Grab your favorite person and come visit Porto a Noite!
Here you can wander the colorful streets sucking in the sights, smells and sounds of all that surrounds you.
It doesn’t get any more Euopeany (not a word but I vote to make it one) than this does it?
You literally can’t walk more than 3 feet without taking a picture.
And when you’re not taking pictures…
You see other people taking pictures of something you didn’t notice which makes you take more pictures!
If you cross over the bridge to Vila Nova de Gaia there’s more awesome stuff to do.
Port houses galore to visit that are 100’s of years old which means fun tastings of port wine mixed with history lessons 🙂
Sandeman is a big player here in the port wine game.
We find his presence ominous but he more than makes up for that in his port wine production prowess!
There’s a fun little cable car ride that you can take from the top of the Dom Luis bridge (see, now you know what I’m talking about) down to the end of the main street that runs along the Douro River.
The food, I have very few words for.
It’s so good.
Portugal has taught me a valuable lesson about food. Good food doesn’t mean 32 ingredients and 8 spices.
Good food can be simple food.
Correction, dishes made with fresh ingredients, grown locally in the forever sunshine that blesses Portugal, ARE great food.
This dessert is also good and at first glance you may think how is it possible to cut a dessert with THAT much cream in it?
This is the very question that haunted us for our entire visit to Portugal until the very last day.
I kid you not.
Ready for the reveal?
It’s NOT a cream centre.
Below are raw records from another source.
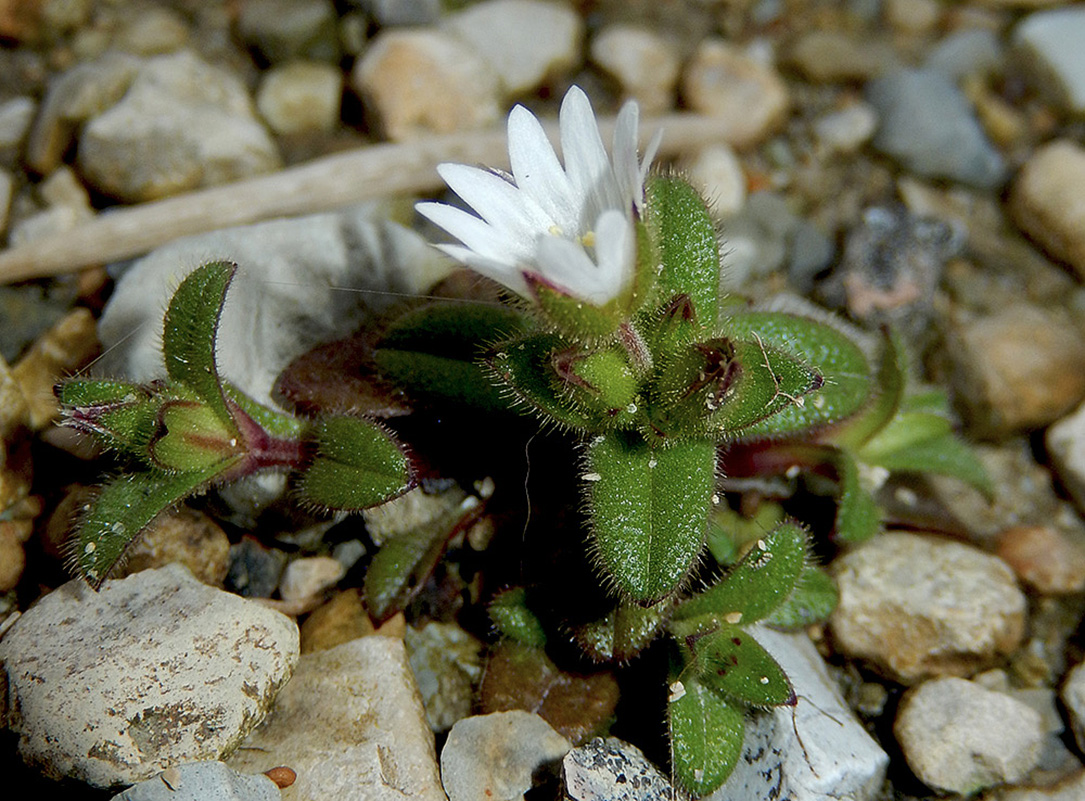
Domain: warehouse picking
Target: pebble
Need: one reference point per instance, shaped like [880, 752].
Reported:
[1044, 558]
[352, 725]
[342, 619]
[200, 782]
[186, 536]
[929, 127]
[300, 97]
[1018, 369]
[288, 271]
[645, 63]
[724, 80]
[114, 686]
[1048, 201]
[16, 116]
[447, 664]
[525, 42]
[610, 770]
[829, 56]
[493, 757]
[919, 607]
[1049, 45]
[717, 172]
[307, 576]
[182, 124]
[420, 80]
[286, 29]
[65, 347]
[959, 737]
[812, 751]
[847, 129]
[72, 98]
It’s a MARSHMALLOW centre!
Is it just me or do you hear angels singing 🙂
All this time I thought these bakeries were straight out of Harry Potter being able to cut a seriously STACKED cream dessert without it falling apart.
Everything said no, this is not possible.
Sometimes things are not what they seem.
Sometimes that’s a pleasant surprise.
Dear Marshmallow Pie, I miss you.
No idea what the Portuguese name is – feel free to chime in!
Lets look at this photo one more time.
Notice the back drop of beautiful Vila Nova de Gaia, the Douro River and the Gepetto statue.
The Gepetto Statue is a lovely, patient man who plays a statue every day it’s not raining.
Every day he sits, body paint cracking in the sun until someone comes and puts their coin into the box placed strategically in front of his table.
Then Gepetto smacks his hammer on said shoe two times.
This in turn scares the bejeezus out of any small children in the vicinity who were lulled into a false sense of security believing him to be a statue.
He’s been doing this a long time.
This was me with him 4 years ago:
This is us now:
Oh how I hope to see him again in the not so distance future.
Time goes by quickly…
Make the most of it while you can as these moments are only borrowed.